This represented a decline of 6 percent in total employment by the industry to 29489 jobs on December 31 from 31389 jobs at the end of the third quarter.
Nico Vermeulen, director of the National Association of Automobile Manufacturers of South Africa, said employment levels in the fourth quarter declined fairly substantially, principally because of the lay-off of temporary workers at three major industry plants after stable industry employment over the past four years. The plants were not identified.
The latest quarterly review of business conditions in the new vehicle manufacturing industry released on Friday said an average of 30953 people were employed by the industry last year compared with an average of 31 260 in 2015.
The review said that with the exception of heavy commercial vehicles, capacity utilisation levels declined last year following the relatively high sectoral capacity utilisation levels recorded in 2015.
It added that capacity utilisation in the light commercial vehicle sector improved significantly in the fourth quarter.
Capacity utilisation levels for cars declined last year to 76 percent from 80.4 percent in 2015 while light commercial vehicle capacity utilisation dropped to 77.9 percent from 80.6 percent in the same period.
The review said capital expenditure by the vehicle manufacturing industry this year was expected to reach R8.17 billion compared with R6.4 billion last year and the record R6.9 billion in 2014.
Vermeulen said the high levels of capital expenditure in recent years and particularly future years may be attributed to investment projects by manufacturers in terms of the Automotive Production and Development Programme and associated higher levels of production for export markets.
He said the domestic new vehicle market continued to contract sharply on a year-on-year basis while the short to medium term domestic outlook remained of low economic growth.

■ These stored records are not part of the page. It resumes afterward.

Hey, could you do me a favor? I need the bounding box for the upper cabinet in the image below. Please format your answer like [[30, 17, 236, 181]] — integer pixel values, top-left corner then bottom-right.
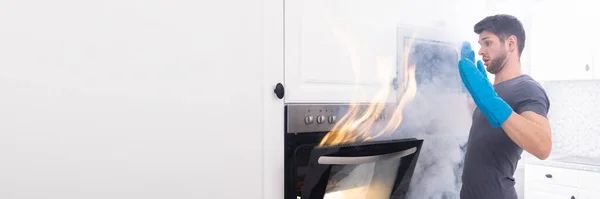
[[284, 0, 485, 103], [528, 0, 600, 81]]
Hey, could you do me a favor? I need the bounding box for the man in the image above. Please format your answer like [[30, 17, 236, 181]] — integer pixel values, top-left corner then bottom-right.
[[458, 15, 552, 199]]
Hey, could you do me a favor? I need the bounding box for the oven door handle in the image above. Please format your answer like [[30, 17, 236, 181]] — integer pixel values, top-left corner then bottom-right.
[[318, 147, 417, 165]]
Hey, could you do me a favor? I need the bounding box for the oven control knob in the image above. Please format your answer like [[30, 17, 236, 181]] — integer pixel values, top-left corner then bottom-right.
[[328, 115, 337, 124], [317, 115, 325, 124], [304, 115, 314, 124]]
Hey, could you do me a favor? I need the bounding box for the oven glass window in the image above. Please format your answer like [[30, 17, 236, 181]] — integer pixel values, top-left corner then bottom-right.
[[324, 156, 400, 199]]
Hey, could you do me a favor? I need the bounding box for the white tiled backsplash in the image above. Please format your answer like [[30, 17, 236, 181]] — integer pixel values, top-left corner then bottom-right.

Vermeulen said to expect double digit new vehicle price increases, because of earlier exchange rate weakness and vehicle production inflation last year together with relatively high interest rates, low levels of consumer and business confidence would further pressurise sales.
He said total new vehicle sales declined by 11.4 percent last year.
Vermeulen said that barring unforeseen political events and instability, new vehicle sales this year could improve modestly in volume terms on the assumption that the domestic economy would expand by about 1 percent during the year.
New vehicle exports improved by 3.3 percent year-on-year last year to 344859 units and were expected to improve by about 10 percent this year to about 375 000 vehicles, he said.